I love my horse. His name is Czardasz, which is literally just czardas in Polish,but everyone calls him Łoś, which means elk. 😀 He’s very big as I said and very old, he’s 23, having various health difficulties, but still working. He’s just so incredibly phlegmatic, he’s so calm that when he’s walking, he can literally lose himself so deeply in his thoughts (or in sleep 😀 ) that he can easily stumble, but overall he’s so calm that he’s the safest horse on Earth. He’s very demanding for his riders, he never lets me do things by halves while riding and somehow he always knows the possibilities of a rider, for example if a child with cerebral palsy is riding him apparently he can feel what they can do, and if they can do something, he will only respond if they will do it correctly. but despite his phlegmatic, a bit indifferent you could say, way of being, he’s very feeling and emotional. We get along really well and actually are pretty similar.

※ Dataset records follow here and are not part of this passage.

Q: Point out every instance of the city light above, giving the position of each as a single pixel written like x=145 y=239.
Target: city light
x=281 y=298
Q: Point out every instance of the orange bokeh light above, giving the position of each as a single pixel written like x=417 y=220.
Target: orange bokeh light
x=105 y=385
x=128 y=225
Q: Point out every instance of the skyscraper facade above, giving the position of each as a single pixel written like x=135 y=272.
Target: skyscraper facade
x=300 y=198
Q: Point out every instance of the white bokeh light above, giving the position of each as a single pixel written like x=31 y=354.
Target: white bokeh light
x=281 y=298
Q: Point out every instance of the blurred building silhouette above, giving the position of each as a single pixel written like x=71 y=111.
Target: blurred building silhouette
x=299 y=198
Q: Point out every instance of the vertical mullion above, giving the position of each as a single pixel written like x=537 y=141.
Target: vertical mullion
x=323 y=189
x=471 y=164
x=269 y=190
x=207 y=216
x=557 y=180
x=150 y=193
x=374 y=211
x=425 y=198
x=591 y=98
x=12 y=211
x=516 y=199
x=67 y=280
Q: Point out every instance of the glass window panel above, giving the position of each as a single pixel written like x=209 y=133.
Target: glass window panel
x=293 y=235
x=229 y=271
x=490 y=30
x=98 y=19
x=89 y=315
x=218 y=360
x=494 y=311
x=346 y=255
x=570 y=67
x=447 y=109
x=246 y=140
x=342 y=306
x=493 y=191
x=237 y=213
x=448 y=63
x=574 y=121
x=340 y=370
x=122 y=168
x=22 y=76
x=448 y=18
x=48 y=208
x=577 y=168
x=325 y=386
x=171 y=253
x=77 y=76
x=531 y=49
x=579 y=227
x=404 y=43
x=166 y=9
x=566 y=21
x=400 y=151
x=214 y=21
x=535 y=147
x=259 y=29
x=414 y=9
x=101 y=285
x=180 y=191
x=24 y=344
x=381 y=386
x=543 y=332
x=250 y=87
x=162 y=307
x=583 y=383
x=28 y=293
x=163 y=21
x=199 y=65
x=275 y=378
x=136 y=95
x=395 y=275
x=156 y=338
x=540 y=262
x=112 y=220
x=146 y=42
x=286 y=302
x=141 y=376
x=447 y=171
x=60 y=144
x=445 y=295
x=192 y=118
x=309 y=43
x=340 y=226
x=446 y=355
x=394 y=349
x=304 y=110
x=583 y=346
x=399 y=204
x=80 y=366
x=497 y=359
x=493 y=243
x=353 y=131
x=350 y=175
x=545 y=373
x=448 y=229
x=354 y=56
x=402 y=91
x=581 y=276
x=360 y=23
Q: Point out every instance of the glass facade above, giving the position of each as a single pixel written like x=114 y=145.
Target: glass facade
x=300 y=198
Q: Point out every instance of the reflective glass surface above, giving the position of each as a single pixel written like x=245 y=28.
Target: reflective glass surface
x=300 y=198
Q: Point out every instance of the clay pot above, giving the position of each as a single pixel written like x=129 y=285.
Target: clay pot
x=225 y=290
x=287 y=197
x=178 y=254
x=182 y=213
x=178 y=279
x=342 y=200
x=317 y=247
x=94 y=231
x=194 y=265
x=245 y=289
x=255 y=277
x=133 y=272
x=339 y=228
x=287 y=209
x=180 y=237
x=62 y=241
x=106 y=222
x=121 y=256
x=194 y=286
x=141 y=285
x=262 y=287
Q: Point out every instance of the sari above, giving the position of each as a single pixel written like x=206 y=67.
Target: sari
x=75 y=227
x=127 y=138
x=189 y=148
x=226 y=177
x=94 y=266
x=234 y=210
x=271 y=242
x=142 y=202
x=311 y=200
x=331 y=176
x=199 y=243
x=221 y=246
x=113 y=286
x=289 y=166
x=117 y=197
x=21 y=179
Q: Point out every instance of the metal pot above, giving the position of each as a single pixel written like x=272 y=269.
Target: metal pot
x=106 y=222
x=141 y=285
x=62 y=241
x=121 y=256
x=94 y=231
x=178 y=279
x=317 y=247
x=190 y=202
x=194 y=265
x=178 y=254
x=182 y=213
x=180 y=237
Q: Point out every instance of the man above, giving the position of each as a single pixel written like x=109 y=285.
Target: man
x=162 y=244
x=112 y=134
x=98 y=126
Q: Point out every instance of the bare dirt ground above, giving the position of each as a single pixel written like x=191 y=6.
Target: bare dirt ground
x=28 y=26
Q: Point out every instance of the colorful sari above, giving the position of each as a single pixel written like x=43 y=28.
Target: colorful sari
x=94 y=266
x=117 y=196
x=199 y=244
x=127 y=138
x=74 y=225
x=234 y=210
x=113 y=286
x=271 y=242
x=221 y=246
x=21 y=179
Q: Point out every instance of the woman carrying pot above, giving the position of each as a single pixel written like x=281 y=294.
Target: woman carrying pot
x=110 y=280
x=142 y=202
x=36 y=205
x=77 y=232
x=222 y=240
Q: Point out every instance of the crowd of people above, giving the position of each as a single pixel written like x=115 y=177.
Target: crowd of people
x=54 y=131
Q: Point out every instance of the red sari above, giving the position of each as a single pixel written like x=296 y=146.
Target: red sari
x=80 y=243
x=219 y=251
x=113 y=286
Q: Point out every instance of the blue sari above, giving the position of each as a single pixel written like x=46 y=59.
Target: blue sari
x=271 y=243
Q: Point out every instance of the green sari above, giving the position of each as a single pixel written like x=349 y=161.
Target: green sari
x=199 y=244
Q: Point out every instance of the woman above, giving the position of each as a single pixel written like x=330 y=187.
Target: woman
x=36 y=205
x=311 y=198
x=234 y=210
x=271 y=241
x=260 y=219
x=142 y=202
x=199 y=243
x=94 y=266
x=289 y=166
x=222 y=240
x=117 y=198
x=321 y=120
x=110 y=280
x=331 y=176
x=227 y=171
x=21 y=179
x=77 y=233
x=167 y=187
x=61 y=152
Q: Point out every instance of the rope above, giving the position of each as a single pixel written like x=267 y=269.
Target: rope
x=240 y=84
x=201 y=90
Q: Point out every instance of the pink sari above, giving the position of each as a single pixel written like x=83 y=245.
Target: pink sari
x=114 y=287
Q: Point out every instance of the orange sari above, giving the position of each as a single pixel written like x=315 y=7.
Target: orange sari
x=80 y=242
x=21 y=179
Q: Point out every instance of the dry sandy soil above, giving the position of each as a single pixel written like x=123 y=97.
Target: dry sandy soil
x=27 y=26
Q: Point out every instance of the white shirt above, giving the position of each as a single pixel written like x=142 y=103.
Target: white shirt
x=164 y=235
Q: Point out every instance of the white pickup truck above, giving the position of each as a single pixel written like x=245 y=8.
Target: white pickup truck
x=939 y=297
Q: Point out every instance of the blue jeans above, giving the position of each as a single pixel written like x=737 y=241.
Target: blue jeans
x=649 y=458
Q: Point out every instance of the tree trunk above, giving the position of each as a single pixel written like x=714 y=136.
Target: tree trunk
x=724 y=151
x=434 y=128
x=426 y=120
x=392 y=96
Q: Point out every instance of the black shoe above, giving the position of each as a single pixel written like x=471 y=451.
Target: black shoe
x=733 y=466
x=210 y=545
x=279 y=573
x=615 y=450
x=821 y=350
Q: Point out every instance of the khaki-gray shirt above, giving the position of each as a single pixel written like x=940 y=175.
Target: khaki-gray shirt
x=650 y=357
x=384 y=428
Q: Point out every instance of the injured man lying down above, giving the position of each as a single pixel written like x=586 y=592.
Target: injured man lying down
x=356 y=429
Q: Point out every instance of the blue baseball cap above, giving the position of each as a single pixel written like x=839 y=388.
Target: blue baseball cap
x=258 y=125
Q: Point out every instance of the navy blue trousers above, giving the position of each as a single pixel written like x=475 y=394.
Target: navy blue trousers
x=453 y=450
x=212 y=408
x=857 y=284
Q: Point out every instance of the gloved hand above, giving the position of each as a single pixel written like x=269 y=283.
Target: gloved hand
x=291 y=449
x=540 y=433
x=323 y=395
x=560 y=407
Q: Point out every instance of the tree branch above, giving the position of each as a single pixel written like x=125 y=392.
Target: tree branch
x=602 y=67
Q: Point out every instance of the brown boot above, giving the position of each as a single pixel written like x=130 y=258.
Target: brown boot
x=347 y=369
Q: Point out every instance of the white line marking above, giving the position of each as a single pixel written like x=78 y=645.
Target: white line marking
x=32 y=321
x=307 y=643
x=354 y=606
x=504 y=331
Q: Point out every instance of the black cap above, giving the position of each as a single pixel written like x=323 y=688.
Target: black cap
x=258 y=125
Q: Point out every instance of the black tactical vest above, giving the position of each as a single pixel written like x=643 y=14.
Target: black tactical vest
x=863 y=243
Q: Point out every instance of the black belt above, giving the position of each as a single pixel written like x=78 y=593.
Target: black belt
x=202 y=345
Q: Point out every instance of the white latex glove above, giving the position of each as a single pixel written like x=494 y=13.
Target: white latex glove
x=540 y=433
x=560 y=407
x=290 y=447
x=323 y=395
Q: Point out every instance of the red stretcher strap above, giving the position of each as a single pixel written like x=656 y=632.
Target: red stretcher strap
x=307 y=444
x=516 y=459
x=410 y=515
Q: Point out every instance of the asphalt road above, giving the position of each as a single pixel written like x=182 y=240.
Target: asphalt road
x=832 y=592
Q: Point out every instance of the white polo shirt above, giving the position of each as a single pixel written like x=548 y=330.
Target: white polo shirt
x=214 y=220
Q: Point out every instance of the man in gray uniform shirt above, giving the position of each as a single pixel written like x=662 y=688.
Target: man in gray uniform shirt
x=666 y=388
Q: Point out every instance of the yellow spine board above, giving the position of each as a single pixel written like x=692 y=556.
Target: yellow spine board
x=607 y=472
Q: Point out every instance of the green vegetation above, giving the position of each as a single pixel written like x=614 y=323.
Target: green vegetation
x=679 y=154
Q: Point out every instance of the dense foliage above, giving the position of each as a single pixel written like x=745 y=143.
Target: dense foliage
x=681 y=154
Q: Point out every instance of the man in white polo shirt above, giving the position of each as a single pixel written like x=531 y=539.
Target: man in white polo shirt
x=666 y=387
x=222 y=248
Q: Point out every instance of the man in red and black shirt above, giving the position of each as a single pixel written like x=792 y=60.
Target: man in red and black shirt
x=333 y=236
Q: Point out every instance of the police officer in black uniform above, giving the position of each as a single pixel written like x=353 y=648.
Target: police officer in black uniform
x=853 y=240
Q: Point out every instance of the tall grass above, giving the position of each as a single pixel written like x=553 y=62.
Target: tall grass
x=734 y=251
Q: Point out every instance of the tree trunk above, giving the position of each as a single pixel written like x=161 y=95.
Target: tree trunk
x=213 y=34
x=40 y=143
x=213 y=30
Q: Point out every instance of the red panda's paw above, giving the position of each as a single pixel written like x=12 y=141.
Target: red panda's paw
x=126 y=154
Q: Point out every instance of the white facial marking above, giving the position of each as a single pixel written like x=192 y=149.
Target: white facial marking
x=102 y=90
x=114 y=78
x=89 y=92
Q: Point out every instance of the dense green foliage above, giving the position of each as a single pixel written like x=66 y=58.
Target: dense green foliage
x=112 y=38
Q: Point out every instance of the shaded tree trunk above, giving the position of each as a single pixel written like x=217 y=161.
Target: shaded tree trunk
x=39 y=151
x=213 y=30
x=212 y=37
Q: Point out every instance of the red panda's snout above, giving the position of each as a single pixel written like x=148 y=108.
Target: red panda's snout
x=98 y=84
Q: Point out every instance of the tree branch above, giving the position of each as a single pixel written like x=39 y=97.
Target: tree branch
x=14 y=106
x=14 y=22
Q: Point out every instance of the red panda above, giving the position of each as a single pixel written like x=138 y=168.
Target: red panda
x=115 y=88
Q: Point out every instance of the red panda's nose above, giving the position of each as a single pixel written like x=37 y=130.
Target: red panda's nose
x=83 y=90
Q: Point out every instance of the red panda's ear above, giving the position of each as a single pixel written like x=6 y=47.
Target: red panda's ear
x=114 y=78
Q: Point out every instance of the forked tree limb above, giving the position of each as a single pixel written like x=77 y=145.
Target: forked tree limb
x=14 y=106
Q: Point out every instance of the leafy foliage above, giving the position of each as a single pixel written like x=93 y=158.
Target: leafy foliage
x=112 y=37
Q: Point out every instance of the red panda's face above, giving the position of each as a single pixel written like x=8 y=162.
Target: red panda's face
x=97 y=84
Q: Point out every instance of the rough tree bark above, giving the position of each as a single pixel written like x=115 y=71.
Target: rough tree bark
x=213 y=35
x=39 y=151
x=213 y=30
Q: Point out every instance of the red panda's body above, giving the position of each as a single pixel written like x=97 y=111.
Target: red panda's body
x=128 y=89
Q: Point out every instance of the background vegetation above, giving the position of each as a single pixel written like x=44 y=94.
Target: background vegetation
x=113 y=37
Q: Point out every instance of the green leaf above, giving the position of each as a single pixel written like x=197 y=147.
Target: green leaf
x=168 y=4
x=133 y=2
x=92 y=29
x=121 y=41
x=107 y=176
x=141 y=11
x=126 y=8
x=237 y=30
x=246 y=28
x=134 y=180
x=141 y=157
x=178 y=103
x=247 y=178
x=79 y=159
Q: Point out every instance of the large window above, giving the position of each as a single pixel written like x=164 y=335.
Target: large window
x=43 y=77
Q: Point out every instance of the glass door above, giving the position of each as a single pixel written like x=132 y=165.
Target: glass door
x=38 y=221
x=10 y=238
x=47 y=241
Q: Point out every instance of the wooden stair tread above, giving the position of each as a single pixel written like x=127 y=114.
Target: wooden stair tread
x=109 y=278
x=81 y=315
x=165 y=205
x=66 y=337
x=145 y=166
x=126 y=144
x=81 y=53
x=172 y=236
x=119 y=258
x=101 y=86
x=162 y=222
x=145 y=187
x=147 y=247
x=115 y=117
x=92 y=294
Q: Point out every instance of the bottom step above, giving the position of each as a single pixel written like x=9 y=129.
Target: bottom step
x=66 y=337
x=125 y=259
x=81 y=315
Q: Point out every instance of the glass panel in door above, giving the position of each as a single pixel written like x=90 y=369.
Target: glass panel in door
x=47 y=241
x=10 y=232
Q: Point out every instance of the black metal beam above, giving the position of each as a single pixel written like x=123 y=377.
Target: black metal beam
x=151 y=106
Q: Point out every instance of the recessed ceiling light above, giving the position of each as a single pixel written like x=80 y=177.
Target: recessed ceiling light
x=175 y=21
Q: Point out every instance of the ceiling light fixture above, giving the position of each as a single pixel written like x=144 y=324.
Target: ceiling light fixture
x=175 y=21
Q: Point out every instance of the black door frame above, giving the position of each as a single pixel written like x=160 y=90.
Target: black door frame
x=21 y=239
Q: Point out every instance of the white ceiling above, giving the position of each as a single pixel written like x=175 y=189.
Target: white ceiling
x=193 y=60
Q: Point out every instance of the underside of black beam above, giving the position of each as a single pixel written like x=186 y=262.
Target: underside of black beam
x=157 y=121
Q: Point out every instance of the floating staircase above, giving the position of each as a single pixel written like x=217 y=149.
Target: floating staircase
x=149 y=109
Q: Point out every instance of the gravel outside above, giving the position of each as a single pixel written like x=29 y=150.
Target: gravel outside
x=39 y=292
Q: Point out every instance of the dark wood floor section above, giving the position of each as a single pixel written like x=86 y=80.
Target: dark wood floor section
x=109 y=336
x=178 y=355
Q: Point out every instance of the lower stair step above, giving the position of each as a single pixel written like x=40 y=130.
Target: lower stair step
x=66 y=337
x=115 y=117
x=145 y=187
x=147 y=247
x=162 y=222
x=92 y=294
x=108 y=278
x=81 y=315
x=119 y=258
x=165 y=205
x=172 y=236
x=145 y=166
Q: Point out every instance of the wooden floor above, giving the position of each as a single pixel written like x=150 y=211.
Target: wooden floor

My horse “for replacement” (so when Łoś is ill or something else happens) is named Tarzan, but everyone calls him Rudy (which means redhead). He’s younger than Łoś, his very sensitive and lively, and a bit cheeky. I love troting on him, because his trot is so light. My instructor says it’s so light you could as well just sit down, relax  and have a cup of coffee while troting and you wouldn’t spill a drop and that’s true. 😀 He can be very stubborn at times and his favourite food are apples. Łoś can’t eat apples, but when I’m riding on Rudy and don’t have apples for him, but only carrots, he seems rather disappointed, although he’ll devour anything edible willingly.

So yeah, that’s it about my favourite animals.